# Current flow in semiconductors

1. Sep 11, 2015

### beyondlight

I have big trouble understanding how current flows in semiconductors.

As i have understood it it has to do with "valence" and "conduction" bands.

I see valence bands as an discrete energy level within an atom that are possessed by electrons. These electrons do not contribute to a net current if there is a electrif field applied over the semiconductor.

However I am confused about the conduction bands. Are they supposed to be viewed as an outer layer of the atom or as energy states, that if an electron can be in those energy states they are completely free from the atoms and just float around in the semiconductor??

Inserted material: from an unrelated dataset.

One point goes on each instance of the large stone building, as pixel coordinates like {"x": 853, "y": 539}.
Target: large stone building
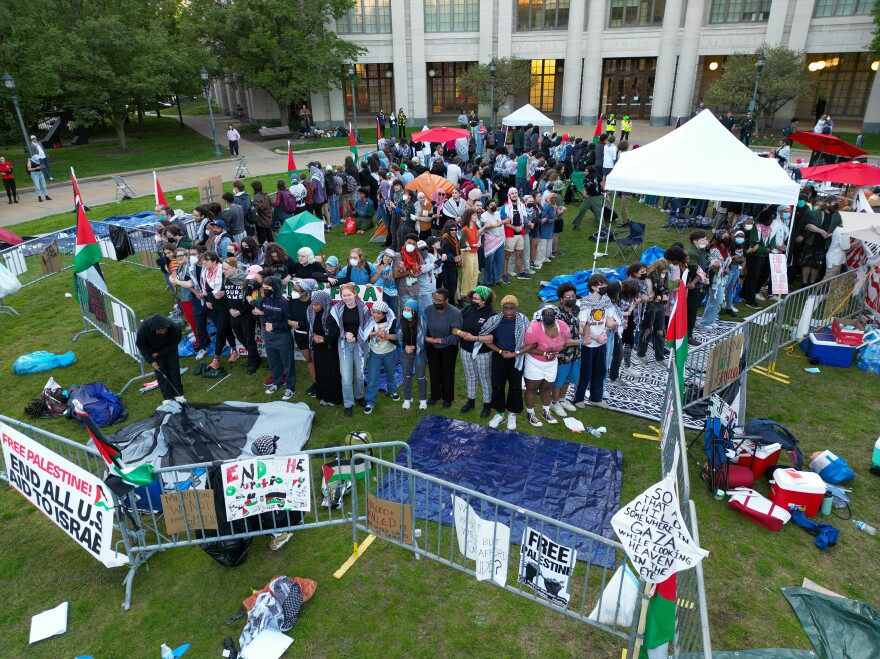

The confusing thing is that is if the latter option is true, then it doesn't matter if the valence band is full or empty because they don't contribute to the condution. But if even holes float around in the conduction band then they cancel each other out and so there is not current?

And another confusing thing is that why is there needed to be holes in the valence band in order to enable the electrons to jump down into the holes and thus create a current flow? What is the need for electrons to exploit holes in the valence band if they are already in the conduction band?

How does holes in the valence band enable condution??? Isn't it a state where particles are trapped inside atoms? And so cant support conduction??

2. Sep 11, 2015

### Drakkith

Staff Emeritus
I'd think of them as energy states. Trying to think about which electrons are where is confusing, as any electron can be just about anywhere in the atom since the orbitals are probability densities, not set paths through space.

Holes don't exist in the conduction band, they exist in the valence band.

Electrons jumping back down from the conduction band to the valence band isn't what gives you electrical current. The movement of the electrons and the movement of the holes combined give you current flow. A hole on one side of a diode can move to the other side, acting as if it were a positive charge. Since the hole has moved, the location it was originally at is now more negatively charged, as it was replaced by an electron in the valence band (this is not recombination, its just electrons moving around in the valence band). So you have the movement of the original electron that was excited into the conduction band, plus the movement of electrons in the valence band (which is modeled as if the hole were a positive charge moving in the opposite direction).